Astronomy Professor at Eastern
Astronomy professor David Bradstreet was teaching at Eastern University when it was called Eastern Baptist College, in 1976.
Bradstreet has dedicated 39 years to the astronomy department. In 1976, his classroom was the first to have an overhead projector, and Eastern only had two laserjet printers.
“It was a nightmare,” Bradstreet claims about when he had to roll his $200 computer to the printer. The abundance of computers on campus today was not accessible 39 years ago, and Bradstreet had to buy his own computer. Thus, one of the advancements from 1976 has been the quantity of technology that Eastern can provide students. Another improvement that Eastern has made since then includes the quality of the faculty. The demand of the professors has changed over the years because Eastern strives to hire “people who are not just good teachers and love the Lord, but people who are well-known in their fields and respected outside of the school,” says Bradstreet. Thus, Eastern’s teachers are here for the students, not for profitable gain. The credibility of Eastern has developed since professors have followed the call to enhance Eastern’s reputation, a duty that takes years.

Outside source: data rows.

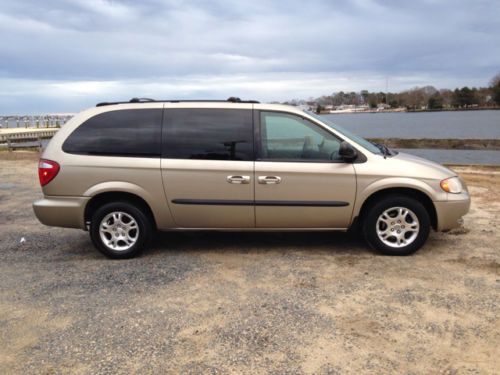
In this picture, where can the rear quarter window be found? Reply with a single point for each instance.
(131, 132)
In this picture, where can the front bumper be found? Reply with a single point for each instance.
(450, 212)
(65, 212)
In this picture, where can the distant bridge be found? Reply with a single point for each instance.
(34, 121)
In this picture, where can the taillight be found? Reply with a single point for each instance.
(47, 170)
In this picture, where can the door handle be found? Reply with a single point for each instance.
(238, 179)
(269, 180)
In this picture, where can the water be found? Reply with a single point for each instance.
(447, 124)
(489, 157)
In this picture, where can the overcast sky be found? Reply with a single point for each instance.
(64, 56)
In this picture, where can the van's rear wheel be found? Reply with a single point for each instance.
(120, 230)
(396, 225)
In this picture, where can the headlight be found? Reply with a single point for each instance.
(452, 185)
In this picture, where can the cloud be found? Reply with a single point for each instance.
(88, 49)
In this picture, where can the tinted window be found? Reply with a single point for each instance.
(216, 134)
(132, 132)
(289, 137)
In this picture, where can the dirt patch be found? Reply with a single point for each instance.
(319, 303)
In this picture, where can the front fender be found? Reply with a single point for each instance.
(368, 188)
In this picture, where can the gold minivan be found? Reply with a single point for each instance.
(123, 170)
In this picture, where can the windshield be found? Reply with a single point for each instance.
(356, 138)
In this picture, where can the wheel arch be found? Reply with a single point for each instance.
(406, 191)
(117, 196)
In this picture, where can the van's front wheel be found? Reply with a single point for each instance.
(397, 225)
(120, 230)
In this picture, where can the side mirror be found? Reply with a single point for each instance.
(347, 152)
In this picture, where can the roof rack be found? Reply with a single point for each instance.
(232, 99)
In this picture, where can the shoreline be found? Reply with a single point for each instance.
(404, 110)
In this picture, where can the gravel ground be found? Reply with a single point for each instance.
(296, 303)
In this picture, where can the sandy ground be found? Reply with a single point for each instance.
(309, 303)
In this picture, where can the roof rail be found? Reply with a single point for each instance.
(232, 99)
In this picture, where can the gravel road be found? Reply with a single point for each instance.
(248, 303)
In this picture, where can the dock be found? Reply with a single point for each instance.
(20, 134)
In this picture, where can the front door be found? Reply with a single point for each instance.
(207, 166)
(300, 180)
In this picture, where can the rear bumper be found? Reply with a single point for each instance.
(450, 213)
(65, 212)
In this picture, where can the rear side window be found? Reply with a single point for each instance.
(213, 134)
(131, 132)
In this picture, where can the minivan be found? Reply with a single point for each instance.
(123, 170)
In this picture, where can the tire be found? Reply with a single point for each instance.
(120, 230)
(396, 225)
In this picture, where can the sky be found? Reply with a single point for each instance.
(65, 56)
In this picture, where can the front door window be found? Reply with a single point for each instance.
(287, 137)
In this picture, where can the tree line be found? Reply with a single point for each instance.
(427, 97)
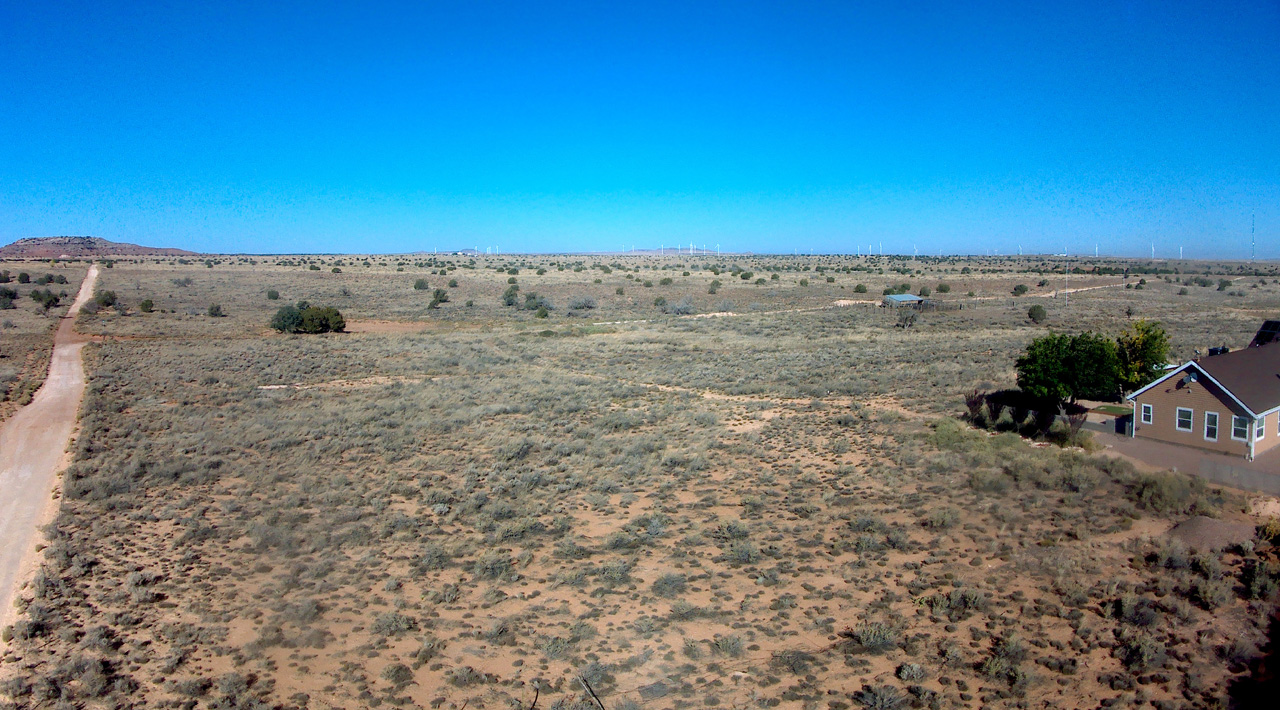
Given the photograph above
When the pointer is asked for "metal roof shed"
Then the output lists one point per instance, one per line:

Teaching astronomy at Eastern for numerous years has not been a lighthearted decision, and he is here because God wants him here. This semester, Bradstreet is teaching a course called Exploration of the Universe, and it is about stars, galaxies, black holes, and the formation of the universe. Bradstreet has high standards for his students. The primary standards include knowing the information beyond memorization and incorporating new information with previous knowledge. The course is going well thus far, and his students are motivated to learn more about science. Bradstreet enjoys teaching this course because he has the opportunity to get “people to see things they have never seen before,” he says. Bradstreet uses creative techniques to pique the interest of students, such as telling funny stories and moving around the classroom. In his teaching, Bradstreet also connects Christianity to science, so students can learn how God is present in science, not separate from it.

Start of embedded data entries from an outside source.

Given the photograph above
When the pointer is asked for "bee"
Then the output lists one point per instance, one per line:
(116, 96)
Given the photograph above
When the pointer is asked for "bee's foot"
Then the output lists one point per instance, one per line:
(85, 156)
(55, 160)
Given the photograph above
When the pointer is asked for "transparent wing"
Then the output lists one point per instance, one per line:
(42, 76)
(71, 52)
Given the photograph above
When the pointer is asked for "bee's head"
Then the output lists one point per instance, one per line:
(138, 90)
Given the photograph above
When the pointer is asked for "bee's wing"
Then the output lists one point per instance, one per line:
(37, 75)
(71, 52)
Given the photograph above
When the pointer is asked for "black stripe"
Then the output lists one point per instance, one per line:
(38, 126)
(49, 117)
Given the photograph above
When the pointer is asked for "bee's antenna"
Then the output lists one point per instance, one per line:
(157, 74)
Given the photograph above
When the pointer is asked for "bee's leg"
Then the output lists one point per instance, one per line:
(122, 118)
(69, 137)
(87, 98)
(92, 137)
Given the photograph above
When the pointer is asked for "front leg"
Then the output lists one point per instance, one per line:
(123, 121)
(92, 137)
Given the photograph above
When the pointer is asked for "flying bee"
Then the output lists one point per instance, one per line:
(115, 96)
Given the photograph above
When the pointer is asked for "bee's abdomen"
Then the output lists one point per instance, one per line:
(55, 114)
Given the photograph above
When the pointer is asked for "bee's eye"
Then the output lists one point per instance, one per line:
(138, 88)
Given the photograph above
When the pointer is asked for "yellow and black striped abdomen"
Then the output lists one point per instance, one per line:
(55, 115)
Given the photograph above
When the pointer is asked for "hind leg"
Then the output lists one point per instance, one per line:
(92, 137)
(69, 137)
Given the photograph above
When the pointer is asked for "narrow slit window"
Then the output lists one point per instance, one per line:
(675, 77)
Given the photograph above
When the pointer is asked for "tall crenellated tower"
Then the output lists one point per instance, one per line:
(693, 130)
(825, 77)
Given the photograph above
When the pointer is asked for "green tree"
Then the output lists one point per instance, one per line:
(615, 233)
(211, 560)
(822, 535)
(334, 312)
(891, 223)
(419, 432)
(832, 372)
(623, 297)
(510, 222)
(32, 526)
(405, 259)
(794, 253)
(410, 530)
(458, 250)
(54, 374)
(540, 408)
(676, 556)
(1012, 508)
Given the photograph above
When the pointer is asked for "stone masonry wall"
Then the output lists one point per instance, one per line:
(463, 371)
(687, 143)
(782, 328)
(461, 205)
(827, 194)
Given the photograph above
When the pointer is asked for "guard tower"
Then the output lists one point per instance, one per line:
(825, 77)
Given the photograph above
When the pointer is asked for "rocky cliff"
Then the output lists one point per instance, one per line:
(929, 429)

Bradstreet’s experience at Eastern has been challenging and uplifting. In the beginning of his teaching career, it was difficult because of his low salary and the lack of facilities for his work. One problem that is still being addressed is the enhancement of Eastern’s facilities. Bradstreet waited 30 years to have the proper resources for the observatory and the planetarium, but he believes that Eastern needs more advancement in facilities for the music department and performing arts department and the gymnasium. He thinks that “the president is trying very hard to fix that problem with the major campaigns.” Thus, Bradstreet perceives if people support the first phase of Eastern’s Master Plan, then the second phase should happen. The second main issue Eastern has had since 1976 is advertising Eastern nationally and internationally.
“We have great people and great programs, but nobody knows about them,” says Bradstreet.
The first experience Bradstreet had at Eastern was as an undergraduate student from 1972 through 1976. He also met his wife here, and they both finished the same year and got married after graduation. Bradstreet began teaching part-time in 1976, and he became a full-time professor in 1983. The reasons why Bradstreet has stayed at Eastern so long are because of the people and his commitment to Christian higher education.
“I really love what I do; more than two-thirds of my life has been at this school,” says Bradstreet.